Light and drought

A panorama photo taken from the Baranduda range looking across the Leneva valley, towards the hills around Wodonga - late afternoon sun radiating from the left-hand corner illuminates a dry landscape with brown grass during drought in 2006

This is one of my favourite photos, taken by my husband in 2006 less than a year after we moved to Baranduda. It shows the beauty and the spareness of the landscape, piercing afternoon light, the dry brown grass short and sparse, and trees scattered in the paddocks, lining the old roads and clothing the hills around Wodonga.

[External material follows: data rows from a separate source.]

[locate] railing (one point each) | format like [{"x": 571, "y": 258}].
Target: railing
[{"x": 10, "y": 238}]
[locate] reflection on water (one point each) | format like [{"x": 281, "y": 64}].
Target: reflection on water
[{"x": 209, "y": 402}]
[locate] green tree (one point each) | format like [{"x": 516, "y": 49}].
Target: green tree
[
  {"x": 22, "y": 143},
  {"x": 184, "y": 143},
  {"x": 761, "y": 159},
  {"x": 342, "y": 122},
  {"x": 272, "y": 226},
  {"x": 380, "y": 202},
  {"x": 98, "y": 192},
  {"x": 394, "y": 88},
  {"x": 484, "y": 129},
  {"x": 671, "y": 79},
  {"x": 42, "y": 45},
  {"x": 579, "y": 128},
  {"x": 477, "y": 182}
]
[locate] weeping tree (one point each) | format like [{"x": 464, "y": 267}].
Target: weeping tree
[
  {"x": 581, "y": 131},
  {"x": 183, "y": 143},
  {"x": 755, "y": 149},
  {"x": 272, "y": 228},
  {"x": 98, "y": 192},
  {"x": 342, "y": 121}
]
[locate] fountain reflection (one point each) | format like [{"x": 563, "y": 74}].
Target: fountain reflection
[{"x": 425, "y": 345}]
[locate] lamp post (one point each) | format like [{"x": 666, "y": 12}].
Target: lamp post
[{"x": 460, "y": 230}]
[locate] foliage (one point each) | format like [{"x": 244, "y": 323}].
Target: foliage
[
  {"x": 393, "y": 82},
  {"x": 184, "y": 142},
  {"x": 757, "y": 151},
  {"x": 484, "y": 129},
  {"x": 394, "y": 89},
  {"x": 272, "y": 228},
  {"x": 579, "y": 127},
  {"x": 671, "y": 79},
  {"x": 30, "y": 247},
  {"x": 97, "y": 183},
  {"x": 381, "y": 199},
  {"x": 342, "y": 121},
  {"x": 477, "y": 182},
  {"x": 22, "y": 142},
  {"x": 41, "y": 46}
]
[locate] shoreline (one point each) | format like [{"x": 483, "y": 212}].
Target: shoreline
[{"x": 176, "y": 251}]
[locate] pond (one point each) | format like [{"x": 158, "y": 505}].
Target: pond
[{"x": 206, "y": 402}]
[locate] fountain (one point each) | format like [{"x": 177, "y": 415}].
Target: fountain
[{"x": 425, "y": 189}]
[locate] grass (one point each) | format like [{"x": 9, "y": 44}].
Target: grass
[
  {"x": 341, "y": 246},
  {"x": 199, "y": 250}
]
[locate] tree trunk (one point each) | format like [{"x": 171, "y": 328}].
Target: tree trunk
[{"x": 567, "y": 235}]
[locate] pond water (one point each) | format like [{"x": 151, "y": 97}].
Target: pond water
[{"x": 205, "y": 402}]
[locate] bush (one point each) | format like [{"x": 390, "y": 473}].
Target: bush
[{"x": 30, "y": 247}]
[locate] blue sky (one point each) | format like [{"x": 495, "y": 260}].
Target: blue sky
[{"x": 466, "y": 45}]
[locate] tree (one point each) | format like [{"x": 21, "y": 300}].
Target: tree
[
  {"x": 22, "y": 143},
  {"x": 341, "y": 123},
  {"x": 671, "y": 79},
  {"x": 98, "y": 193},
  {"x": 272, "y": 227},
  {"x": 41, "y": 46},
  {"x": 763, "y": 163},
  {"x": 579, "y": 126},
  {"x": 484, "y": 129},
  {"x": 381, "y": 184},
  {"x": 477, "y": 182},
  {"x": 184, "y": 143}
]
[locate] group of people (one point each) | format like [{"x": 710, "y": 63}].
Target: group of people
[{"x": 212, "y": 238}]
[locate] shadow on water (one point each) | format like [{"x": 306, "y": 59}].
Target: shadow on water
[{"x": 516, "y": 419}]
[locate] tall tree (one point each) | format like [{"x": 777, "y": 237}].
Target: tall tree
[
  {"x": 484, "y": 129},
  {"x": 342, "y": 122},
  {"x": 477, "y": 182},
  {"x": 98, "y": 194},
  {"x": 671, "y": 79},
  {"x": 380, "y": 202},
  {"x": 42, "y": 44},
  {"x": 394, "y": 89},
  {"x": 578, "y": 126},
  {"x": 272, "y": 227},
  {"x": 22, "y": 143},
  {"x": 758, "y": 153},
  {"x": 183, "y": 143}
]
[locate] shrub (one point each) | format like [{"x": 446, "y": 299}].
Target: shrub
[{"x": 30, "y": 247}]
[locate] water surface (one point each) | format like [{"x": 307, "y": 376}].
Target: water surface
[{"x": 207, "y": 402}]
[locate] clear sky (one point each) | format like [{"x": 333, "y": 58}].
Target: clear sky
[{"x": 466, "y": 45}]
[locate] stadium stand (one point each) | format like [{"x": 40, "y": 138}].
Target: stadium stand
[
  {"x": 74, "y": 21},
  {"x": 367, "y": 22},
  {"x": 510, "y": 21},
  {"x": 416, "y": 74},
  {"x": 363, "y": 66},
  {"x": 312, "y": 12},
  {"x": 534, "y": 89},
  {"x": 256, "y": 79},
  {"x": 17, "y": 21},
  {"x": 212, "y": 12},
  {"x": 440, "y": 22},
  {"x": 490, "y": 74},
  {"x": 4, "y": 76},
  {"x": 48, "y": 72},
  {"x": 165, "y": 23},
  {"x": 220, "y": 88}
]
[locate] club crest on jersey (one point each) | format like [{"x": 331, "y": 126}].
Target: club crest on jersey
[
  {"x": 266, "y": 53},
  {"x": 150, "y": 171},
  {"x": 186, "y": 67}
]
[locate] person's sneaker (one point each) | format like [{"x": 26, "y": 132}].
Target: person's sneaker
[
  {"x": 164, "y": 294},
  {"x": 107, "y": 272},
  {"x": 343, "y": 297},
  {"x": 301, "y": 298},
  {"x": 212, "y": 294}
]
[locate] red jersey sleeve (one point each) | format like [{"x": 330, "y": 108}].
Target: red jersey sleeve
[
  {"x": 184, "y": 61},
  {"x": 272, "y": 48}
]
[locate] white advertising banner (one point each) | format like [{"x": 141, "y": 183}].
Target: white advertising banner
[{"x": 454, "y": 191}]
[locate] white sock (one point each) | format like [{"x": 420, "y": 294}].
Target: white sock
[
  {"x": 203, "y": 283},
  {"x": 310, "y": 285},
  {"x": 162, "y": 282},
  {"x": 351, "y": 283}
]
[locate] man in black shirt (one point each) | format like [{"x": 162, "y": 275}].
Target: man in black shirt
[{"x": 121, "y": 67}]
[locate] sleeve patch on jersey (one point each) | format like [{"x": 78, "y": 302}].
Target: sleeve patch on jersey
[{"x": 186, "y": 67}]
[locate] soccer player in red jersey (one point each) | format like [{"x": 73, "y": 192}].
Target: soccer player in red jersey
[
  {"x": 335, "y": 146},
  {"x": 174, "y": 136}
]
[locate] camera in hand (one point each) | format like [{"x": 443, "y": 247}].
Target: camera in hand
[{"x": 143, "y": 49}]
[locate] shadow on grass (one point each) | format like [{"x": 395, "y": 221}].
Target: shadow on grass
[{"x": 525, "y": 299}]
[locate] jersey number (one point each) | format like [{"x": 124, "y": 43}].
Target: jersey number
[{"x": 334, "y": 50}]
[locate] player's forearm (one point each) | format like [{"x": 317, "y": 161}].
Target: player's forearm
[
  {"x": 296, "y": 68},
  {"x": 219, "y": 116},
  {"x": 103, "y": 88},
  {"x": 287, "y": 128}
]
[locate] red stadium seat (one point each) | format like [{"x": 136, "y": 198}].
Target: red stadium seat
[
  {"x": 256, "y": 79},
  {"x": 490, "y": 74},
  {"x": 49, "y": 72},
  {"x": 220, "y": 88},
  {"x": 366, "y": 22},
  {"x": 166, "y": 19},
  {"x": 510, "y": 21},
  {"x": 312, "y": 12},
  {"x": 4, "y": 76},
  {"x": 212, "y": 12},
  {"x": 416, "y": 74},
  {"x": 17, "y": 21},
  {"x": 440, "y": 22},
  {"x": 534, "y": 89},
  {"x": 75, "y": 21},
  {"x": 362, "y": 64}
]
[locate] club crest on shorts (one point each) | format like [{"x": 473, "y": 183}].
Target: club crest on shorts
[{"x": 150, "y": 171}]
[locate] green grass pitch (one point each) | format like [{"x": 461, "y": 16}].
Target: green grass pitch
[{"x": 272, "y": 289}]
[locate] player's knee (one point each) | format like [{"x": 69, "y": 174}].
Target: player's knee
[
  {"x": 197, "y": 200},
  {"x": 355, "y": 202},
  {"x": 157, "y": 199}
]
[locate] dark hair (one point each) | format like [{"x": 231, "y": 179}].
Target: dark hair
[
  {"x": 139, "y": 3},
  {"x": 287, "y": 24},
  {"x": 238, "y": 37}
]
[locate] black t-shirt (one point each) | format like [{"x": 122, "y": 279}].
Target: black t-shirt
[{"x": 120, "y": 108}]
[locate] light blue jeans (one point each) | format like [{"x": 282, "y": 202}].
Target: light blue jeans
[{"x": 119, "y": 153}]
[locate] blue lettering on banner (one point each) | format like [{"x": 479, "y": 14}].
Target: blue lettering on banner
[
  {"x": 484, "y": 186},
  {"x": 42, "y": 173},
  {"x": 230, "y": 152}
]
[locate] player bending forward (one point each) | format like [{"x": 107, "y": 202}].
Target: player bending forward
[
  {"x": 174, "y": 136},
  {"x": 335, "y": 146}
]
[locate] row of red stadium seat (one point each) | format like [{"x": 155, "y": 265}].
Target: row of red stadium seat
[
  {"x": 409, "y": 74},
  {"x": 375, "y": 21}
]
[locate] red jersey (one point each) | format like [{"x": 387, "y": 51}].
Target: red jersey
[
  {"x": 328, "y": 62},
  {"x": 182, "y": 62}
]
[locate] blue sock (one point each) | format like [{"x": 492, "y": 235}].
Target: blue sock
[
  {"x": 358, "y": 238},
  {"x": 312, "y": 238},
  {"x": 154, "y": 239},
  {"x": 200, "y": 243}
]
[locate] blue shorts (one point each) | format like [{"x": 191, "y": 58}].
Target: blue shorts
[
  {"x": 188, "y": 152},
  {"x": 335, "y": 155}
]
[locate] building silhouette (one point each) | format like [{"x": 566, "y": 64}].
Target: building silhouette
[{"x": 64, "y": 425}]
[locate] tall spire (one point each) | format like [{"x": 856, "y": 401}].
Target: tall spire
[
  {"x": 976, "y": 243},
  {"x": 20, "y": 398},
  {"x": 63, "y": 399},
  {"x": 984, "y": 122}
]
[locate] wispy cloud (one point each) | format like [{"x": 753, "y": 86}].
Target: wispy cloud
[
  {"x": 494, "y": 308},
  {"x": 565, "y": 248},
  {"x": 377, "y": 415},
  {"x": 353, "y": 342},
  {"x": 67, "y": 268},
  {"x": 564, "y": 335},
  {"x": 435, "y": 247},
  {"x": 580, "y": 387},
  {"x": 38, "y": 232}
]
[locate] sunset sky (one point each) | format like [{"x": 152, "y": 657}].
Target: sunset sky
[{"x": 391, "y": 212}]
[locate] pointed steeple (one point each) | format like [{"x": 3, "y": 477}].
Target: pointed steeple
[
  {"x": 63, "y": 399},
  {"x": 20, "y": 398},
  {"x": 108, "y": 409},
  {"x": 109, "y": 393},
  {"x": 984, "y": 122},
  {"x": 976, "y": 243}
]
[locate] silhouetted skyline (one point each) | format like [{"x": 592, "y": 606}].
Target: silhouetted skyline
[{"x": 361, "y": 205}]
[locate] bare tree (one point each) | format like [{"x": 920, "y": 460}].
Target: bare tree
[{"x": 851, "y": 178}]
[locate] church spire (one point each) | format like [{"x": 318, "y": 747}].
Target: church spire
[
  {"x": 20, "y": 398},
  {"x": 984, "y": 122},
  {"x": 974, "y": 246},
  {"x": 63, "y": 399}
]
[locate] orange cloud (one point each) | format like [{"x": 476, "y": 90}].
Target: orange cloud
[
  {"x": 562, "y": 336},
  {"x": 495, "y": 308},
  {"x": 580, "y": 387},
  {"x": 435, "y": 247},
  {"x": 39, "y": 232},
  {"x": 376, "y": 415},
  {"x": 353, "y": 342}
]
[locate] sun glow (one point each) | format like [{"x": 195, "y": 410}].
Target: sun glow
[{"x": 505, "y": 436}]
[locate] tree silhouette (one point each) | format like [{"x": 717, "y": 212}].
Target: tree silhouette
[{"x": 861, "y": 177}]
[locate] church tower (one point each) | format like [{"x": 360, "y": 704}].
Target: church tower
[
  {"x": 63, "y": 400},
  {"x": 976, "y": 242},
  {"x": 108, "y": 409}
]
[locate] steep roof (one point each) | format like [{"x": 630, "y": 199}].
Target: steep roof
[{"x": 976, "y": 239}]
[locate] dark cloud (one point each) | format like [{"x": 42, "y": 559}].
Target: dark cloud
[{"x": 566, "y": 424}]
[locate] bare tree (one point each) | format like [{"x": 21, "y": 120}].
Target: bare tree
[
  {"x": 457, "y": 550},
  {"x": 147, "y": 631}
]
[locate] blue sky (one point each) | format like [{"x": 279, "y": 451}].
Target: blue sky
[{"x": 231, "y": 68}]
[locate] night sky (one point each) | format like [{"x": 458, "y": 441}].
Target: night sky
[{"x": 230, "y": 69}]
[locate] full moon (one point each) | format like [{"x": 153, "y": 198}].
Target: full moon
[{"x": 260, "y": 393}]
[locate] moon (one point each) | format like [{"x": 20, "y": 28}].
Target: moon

It feels as if I can see across the whole country, the horizon sharp and defined, no haze, dust or smoke to cloud the view. The sky blends from the intense white radiance of the late afternoon sun to a pure azure wash from one side of the panorama to the other. It looks beautiful. But it is also harsh.

It was the height of the millenium drought, which started in the late 1990’s but extended through to 2010, with 2006 being the driest year on record ever in the Albury-Wodonga region. Native animals and vegetation suffered, dams were dry, farms went bust and metropolitan areas struggled for water where previously they thought they would always have plenty. In Baranduda and Wodonga there was limited watering of gardens, only by hand at prescribed times. I remember struggling carrying buckets of water from our shower out to the fruit trees to help keep them alive. We wondered if it would end and what state the area would be in once it did. Even the winter was dry and unseasonally warm, gloriously sunny weather, but not what I would call a winter.

So what I love about this photo is the light, the story of the land as it is laid out in front of me – and the story is there if you know where to look – and the fact that the locals and the land survived, although we were all changed in some way. Drought is a part of this land but I experienced this one from up close, in a way that you don’t experience it when you live in a city. You see resiliences that you didn’t realise were there, and limits that you know can only be pushed so far. This was a one in 1,000 year drought, except that now they’re expected to happen more often than that. So this photo signifies many things, light, drought, survival, change. And beauty. It’s a reminder not to take what we have for granted and to always look beyond the surface for the story beneath.